Service Included: Four Star Secrets of An Eavesdropping Waiter
Phoebe Damrosch
William Morrow 2008 227 pages.

I love good foodie lit, whether fiction or nonfiction. Caressing descriptions of really good food, written by the obsessed yet articulate. I love the gossip of the kitchen and the restaurant behind the scenes (though Anthony Bourdain’s description of brunch was so raunchy and disturbing it put me off brunch buffets permanently.)

Even so… Phoebe Damrosch’s chronicle of being a waiter at Per Se, Thomas Keller’s very swanky restaurant, was hard to get my head around in spots. Not Damrosch’s fault. Her writing is clear and conversational. Every food she described was evoked almost well enough to taste… without making me feel forlorn that I didn’t get to eat it.
Part of that was the food itself. Per Se and Thomas Keller’s West Coast restaurant are in the stratosphere of food culture. The kind of place where dinner could run to a tab of thousands of dollars, with fancy foie gras and wine and truffle oil. Working there required a several weeks’ long training course, after which there was still more to learn, as the complex menu changed nearly every day.
That’s a level of commitment I admire even as I am not sure I can quite get my head around committing to dinner at that level. It seems cultish to participate in such an experience, as either a waiter or an eater. Unforgettable, sure, but… cultish. And overwhelming.

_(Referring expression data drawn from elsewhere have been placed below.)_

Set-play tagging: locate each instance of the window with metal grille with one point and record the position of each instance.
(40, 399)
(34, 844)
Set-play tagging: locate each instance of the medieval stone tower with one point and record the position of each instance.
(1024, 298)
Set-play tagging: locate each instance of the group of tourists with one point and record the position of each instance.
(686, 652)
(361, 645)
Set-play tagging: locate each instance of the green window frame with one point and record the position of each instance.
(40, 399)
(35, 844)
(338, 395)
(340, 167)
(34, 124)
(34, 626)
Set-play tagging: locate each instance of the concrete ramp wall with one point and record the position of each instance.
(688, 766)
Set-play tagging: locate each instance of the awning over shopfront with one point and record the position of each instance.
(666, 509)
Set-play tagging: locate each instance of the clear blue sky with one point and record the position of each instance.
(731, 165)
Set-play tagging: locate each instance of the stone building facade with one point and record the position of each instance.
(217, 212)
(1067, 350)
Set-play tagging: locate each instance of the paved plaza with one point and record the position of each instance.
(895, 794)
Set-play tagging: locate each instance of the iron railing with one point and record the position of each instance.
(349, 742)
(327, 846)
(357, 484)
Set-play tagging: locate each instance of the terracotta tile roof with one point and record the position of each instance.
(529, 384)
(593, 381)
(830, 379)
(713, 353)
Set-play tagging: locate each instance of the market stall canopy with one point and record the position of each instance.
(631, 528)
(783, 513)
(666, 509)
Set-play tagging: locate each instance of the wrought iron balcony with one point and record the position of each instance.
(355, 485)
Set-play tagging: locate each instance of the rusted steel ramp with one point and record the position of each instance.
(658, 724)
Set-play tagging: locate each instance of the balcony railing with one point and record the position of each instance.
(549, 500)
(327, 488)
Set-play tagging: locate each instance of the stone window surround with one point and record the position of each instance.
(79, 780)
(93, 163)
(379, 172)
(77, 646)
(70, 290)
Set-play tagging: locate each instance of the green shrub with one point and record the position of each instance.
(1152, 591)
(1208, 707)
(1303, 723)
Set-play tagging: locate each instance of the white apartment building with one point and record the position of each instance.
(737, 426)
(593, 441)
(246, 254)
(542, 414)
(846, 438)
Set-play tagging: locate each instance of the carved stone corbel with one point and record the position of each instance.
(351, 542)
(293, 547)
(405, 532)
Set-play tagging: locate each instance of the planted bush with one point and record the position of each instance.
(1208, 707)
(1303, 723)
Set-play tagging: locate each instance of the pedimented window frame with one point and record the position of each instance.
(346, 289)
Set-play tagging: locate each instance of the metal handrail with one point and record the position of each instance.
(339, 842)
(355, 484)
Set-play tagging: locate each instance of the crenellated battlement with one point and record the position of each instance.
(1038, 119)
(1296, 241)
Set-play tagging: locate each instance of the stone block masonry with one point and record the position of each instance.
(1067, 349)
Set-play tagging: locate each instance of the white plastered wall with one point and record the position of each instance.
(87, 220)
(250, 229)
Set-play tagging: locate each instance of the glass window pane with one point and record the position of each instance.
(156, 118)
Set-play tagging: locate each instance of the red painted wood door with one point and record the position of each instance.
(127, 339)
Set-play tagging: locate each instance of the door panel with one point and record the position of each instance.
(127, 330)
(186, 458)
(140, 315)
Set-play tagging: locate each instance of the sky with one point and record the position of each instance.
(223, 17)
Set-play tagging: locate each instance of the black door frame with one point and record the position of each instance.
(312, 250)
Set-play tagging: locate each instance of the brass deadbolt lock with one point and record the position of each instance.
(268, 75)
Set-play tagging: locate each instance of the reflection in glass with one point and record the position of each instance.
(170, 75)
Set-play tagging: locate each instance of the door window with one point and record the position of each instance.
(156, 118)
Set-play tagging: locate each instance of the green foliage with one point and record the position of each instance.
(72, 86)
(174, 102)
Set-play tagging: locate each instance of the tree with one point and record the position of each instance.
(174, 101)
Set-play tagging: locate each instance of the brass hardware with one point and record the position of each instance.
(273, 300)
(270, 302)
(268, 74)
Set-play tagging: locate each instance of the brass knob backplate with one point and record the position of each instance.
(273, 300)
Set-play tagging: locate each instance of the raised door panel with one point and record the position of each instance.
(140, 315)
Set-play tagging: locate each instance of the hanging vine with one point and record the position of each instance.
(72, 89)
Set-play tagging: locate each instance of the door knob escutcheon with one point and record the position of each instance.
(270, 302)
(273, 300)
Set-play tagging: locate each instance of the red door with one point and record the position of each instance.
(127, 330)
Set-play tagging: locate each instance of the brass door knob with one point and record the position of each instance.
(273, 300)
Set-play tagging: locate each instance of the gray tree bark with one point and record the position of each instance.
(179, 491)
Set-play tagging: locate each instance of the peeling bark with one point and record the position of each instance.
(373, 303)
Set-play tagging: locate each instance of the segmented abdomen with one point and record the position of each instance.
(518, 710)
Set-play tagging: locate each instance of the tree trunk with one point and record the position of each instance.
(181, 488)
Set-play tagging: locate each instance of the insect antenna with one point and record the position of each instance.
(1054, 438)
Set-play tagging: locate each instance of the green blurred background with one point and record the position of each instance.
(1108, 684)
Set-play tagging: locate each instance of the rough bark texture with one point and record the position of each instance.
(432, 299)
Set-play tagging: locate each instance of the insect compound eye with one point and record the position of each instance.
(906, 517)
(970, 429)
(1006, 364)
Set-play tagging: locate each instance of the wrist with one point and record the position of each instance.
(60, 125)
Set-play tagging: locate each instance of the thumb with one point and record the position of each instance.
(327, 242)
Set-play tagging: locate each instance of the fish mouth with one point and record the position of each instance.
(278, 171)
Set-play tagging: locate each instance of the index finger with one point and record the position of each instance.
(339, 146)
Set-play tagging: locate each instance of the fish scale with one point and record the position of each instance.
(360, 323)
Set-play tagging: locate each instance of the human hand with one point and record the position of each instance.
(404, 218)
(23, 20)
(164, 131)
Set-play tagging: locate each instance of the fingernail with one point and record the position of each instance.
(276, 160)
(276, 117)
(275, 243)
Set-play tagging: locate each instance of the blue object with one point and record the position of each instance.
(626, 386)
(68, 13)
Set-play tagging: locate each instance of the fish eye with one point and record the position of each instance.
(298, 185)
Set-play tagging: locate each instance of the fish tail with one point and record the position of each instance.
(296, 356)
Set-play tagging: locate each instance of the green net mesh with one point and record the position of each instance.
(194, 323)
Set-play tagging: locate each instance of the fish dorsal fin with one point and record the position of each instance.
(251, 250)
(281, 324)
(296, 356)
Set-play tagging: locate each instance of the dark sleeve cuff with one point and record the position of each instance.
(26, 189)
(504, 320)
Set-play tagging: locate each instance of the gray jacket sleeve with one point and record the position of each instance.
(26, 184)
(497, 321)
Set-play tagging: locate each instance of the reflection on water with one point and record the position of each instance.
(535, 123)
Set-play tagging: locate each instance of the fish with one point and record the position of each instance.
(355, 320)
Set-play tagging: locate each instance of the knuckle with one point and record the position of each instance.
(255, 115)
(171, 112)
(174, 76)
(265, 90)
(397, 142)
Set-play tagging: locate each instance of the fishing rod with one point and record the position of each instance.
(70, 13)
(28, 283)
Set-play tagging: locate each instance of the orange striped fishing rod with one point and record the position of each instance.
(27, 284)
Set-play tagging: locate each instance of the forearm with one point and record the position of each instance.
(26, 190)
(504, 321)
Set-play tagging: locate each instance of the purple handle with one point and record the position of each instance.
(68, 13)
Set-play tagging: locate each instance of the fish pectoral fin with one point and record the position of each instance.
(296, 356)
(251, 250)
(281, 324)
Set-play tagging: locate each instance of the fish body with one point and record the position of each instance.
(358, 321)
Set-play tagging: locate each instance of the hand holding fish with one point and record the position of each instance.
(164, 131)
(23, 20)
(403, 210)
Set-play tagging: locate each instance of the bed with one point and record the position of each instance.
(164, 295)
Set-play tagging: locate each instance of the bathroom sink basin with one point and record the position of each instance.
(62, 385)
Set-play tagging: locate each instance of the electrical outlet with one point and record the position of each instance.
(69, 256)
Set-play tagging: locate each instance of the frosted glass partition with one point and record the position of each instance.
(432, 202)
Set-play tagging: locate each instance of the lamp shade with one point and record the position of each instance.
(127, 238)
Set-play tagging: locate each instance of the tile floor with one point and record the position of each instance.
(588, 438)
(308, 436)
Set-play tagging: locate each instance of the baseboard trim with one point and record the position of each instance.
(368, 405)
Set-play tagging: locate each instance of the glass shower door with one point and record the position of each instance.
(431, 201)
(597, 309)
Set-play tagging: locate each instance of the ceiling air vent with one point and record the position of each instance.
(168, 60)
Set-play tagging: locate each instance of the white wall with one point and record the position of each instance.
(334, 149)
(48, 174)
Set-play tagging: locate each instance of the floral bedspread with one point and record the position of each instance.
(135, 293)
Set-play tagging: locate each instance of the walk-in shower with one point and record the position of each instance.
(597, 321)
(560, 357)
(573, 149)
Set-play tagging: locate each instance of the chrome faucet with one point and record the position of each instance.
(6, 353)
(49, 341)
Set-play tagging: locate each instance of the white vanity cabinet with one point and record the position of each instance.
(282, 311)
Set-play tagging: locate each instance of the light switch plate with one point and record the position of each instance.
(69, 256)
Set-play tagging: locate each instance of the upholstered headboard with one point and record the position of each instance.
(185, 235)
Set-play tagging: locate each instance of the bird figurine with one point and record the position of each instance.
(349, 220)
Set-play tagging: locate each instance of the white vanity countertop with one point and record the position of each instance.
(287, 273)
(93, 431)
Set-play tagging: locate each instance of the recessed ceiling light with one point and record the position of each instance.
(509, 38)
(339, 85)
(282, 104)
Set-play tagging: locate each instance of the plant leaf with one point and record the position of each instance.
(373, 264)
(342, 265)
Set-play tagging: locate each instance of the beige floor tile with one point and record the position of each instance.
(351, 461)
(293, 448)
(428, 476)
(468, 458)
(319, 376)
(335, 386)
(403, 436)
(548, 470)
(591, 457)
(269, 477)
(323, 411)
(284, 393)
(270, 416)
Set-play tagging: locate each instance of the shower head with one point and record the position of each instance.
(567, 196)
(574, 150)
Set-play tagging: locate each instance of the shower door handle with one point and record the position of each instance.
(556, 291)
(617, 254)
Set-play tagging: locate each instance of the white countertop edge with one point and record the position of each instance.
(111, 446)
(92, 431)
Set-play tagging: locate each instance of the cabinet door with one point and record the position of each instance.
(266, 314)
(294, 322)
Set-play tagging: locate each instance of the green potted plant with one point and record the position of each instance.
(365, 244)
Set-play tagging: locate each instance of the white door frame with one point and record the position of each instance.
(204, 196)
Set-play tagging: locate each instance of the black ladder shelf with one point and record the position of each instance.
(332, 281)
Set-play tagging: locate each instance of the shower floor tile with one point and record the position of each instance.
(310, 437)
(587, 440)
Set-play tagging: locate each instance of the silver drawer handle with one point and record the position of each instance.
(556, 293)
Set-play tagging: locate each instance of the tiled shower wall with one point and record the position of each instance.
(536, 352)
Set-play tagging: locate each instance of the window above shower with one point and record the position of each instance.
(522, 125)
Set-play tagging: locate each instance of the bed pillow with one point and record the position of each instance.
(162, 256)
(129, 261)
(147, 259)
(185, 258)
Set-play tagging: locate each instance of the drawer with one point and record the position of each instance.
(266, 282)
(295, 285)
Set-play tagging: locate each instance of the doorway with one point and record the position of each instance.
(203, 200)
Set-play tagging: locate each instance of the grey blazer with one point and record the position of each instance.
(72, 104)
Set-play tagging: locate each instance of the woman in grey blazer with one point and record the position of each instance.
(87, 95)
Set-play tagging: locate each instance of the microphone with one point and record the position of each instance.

As much as I enjoyed the level of description, the way Damrosch evoked her learning curve and her experiences waiting tables at Keller’s restaurant, I wasn’t entirely comfortable with it until one of the later chapters in the book, where she acknowledged:

Sometimes, when I had a moment’s pause, I looked out over the dining room at the sculptural desserts, the woven silver breadbaskets, the elaborate napkin fold, and wondered how something as simple as eating had come to this… I often thought of the contrast, and the absurdity, of rattling off the names of the cows that produced the milk used to make the butter while standing in the concrete jungle of New York City.

Until she acknowledged the sheer strangeness of such meticulous and performative cuisine, I’m not sure I had bought into her story completely. Although her prose is friendly, clear, her images easily visualized, the level of food culture she’s part of seemed more alien than foreign. The jacket copy gives a nod to Bourdain’s Kitchen Confidential, but that seems like an overly facile comparison. The moods of the two books differ wildly. Damrosch seems like straight reporting, an unadorned memoir. By contrast, Bourdain seems like a likable delinquent kid, raising hell just to shock. Both are fun, of course, but they tell their stories for different reasons.

For every book I read in 2011, I’m donating $1 to the New York Public Library.